Tuesday, December 25, 2018

Non-Russian Struggle for Language Rights about Freedom Not Just Russians, Alpaut Says


Paul Goble

            Staunton, December 25 – Reducing the efforts of non-Russians to preserve their native languages to the struggle of these peoples with Russians is “stupid,” Ramazan Alpaut says.  Instead, “this is a struggle for freedom and not simply for self-preservation, for the right to decide for oneself and retain the capacity to make choices.”

            In a Facebook post today, the IdelReal commentator says that the failure of people to understand this reflects the fact that “the language of the empire is Russian, and many Russians, not without state assistance view the struggle by the peoples of Russia for their languages as a struggle against Russians” (facebook.com/Brukenburger/posts/10216168136849492).

            “But there is another reason,” Alpaut continues. “Russians themselves are victims of the empire but often many of them do not understand this. Freedom is not simply the chance to live in one’s own language. The empire has instilled in them subservience by destroying all that is not consistent with the general line.”

            This in turn leads to a situation in which “the people to a significant degree has lost its ability to organize itself, if indeed, it has not lost that already altogether,” he argues.  That is what the empire requires from other ethnic groups which still have managed to preserve this ability.”

            According to Alpaut, “all this is clearly illustrated in the case of the Crimean Tatars. They recently landed in Russian realites. And what did the empire do first? It banned the representative organ of the people. Such freedom simply isn’t an acceptable part of Russian realities.”

            “And many Russians, looking at the angry Crimean Tatars, sincerely do not understand why they act the want they do and do not want to become like all other Russians. They do not understand because the imperial has ground them down and made them submissive. But this is not the path of progress,” the commentator continues.

            Alpaut argues that “the state must be developed but it can be only when its citizens have critical thinking, when they are capable of organizing themselves and resolving their problems. But Moscow is afraid of this: it is afraid of losing its monopoly on something. But that path leads to regression, for development without freedom is impossible.”

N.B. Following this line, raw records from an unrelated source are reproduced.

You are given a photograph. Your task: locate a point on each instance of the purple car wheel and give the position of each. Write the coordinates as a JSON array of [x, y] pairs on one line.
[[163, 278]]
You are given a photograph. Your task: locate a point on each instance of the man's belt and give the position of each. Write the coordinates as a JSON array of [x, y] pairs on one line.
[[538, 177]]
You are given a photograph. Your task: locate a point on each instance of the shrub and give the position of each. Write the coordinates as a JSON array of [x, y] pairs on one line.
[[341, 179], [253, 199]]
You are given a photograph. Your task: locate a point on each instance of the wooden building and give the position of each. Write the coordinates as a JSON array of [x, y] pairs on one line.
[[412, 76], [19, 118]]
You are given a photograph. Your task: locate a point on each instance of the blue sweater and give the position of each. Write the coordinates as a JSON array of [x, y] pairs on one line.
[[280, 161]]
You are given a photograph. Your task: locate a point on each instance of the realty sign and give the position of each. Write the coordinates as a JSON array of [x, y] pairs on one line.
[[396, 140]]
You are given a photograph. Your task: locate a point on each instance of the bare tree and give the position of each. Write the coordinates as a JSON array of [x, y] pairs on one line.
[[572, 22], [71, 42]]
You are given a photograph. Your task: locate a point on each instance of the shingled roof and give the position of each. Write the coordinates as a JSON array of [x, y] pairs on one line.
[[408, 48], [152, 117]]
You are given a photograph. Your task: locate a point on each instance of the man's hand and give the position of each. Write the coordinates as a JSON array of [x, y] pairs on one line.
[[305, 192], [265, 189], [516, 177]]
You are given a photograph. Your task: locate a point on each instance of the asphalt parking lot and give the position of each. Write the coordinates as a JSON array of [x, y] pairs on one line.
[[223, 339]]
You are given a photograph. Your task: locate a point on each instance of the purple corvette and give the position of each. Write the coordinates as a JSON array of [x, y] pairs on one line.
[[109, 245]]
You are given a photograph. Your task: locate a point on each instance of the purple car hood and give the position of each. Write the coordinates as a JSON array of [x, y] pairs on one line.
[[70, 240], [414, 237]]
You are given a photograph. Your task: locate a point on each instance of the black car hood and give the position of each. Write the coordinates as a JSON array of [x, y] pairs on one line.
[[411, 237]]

            Today also brought reports about two additional developments in Tatarstan that will limit that possibility for Russians and Tatars there alike.  On the one hand, it was learned that the Vechernyaya Kazan newspaper, created in 1979, will cease operations on December 31 (idelreal.org/a/29675411.html).

And on the other,  the Tatarstan authorities have blocked the IdelReal portal in republic ministries, the State Council, the Supreme Court and other government facilities, thus shutting themselves off from a Radio Svoboda project that has been providing people in the region with information they cannot easily get elsewhere (idelreal.org/a/29673810.html).